David William Catlin (born 12 May 1952 Rochester, Pennsylvania) is an American mathematician who works on the theory of several complex variables.

Catlin received in 1978 his Ph.D. from Princeton University under Joseph Kohn with thesis Boundary Behavior of Holomorphic Functions on Weakly Pseudoconvex Domains. He is a professor at Purdue University.

He solved a boundary behavior problem of complex analysis in several variables, on which his teacher Kohn worked in detail and which was originally formulated by Donald Spencer, a particular case of the Neumann problem for $\overline{\partial}$, a non-elliptic boundary value problem.

Catlin was an Invited Speaker with talk Regularity of solutions of the $\overline{\partial}$-Neumann problem at the ICM in 1986 in Berkeley. In 1989 he received the inaugural Stefan Bergman Prize.

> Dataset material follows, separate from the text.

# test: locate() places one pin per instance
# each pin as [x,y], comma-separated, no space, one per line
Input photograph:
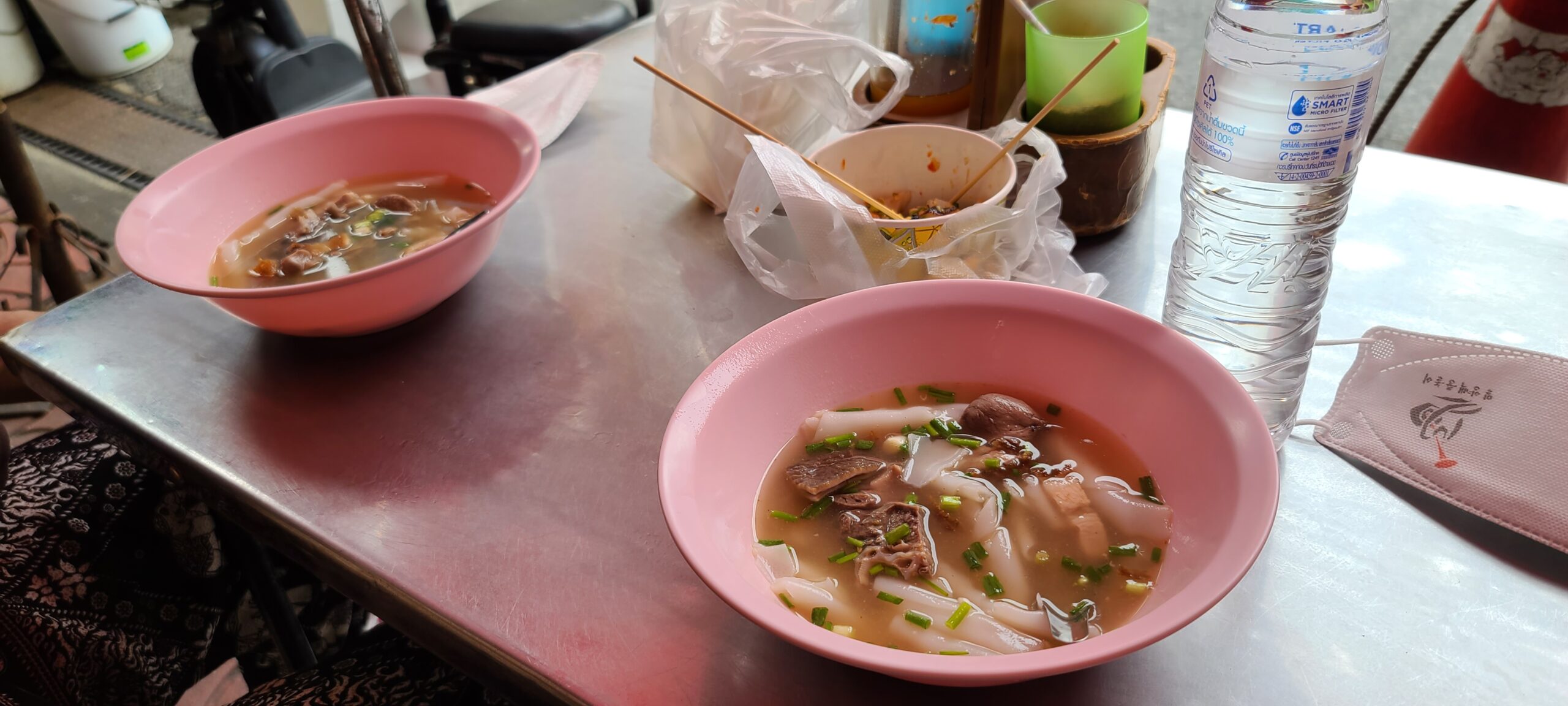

His brother Paul Allen Catlin (1948–1995) also achieved fame as a mathematician, doing research on graph theory.

==Selected publications==
- Necessary conditions for subellipticity of the $\overline{\partial}$-Neumann problem, Annals of Mathematics, 117, 1983, 147–171
- Boundary invariants of pseudoconvex domains, Annals of Mathematics 120, 1984, 529–586
- Subelliptic estimates for the $\overline{\partial}$-Neumann problem on pseudoconvex domains, Annals of Mathematics, 126, 1987, 131–191
- Estimates of invariant metrics on pseudoconvex domains of dimension two, Mathematische Zeitschrift 200, 1989, 429–466
- as editor with Thomas Bloom, John P. D'Angelo, Yum-Tong Siu: Modern methods in complex analysis, Annals of Mathematics Studies 137, Princeton University Press 1995 (dedicated to Robert Gunning and Joseph Kohn)
- with J. P. D'Angelo: A stabilization theorem for Hermitian forms and applications to holomorphic mappings, arXiv preprint math/9511201, 1995
- Global regularity of the $\overline{\partial}$-Neumann problem, in: Complex analysis of several variables, Proc. Symp. Pure Math. Vol. 41, AMS, 1984, 39–49
- Necessary conditions for subellipticity and hypoellipticity for the $\overline{\partial}$-Neumann problem on pseudoconvex domains, in: Recent Developments in Several Complex Variables (John E. Fornæss, ed.), Annals of Mathematics Studies Vol. 100, 2016, 93–100.